The first step in any account relationship is to define the goal. Most of our clients fall into three general categories: Those that want income now, those that want income later, and those that will never want income. Regardless of which category fits you, an assessment of your risk tolerance and your investment experience must then be gauged, in order to define what we call your “deviation tolerance”—that is, the percentage of fluctuation in your account that you can tolerate before you start losing sleep. Certainly, the attainment of certain goals that have known time horizons are considered, like retirement or the purchase of a mountain home.

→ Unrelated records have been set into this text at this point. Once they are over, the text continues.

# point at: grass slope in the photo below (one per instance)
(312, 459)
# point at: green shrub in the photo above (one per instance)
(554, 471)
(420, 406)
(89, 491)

Once we have determined your risk tolerance, time horizon, and income need, the next step is to look at taxes. All of our model portfolios are either taxable or non-taxable. Obviously, if we are managing an IRA or some other tax-deferred or tax-free vehicle, we are not concerned with turnover, or holding periods, or the tax characterization of certain distributions or interest. In non-qualified accounts, however, the story is much different. These need special care so as to avoid short-term capital gains and ordinary income whenever possible. Thus, our tax efficient models often invest in state specific municipal bonds to eliminate both federal and state income taxes on our fixed income instruments. In addition, our equity positions are not rebalanced or reallocated without great thought given to the taxable realization and recognition in your account.
Having arrived at an appropriate model for your account’s allocation—e.g., how much is allocated to small cap growth, large cap growth, emerging markets, etc.—then the next step is to ‘plug in’ the best investment conduit available in the entire investment universe. Magellan Planning Group has established an Investment Committee made up of Kevin Meaders, Blake Bozeman, Len Bittner and Dale Erridge who meet regularly to assess market conditions and determine if changes to our model portfolios are appropriate. Our investment committee’s mandate is to research and obtain the best investment without regard to the type of investment. These can include individual issues, mutual funds, exchange-traded funds, unit investment trusts, real estate investment trusts, or enhanced index funds.
The initial investment is really only the beginning. Every week, our investment committee revisits the model portfolio holdings and tracks their performance daily.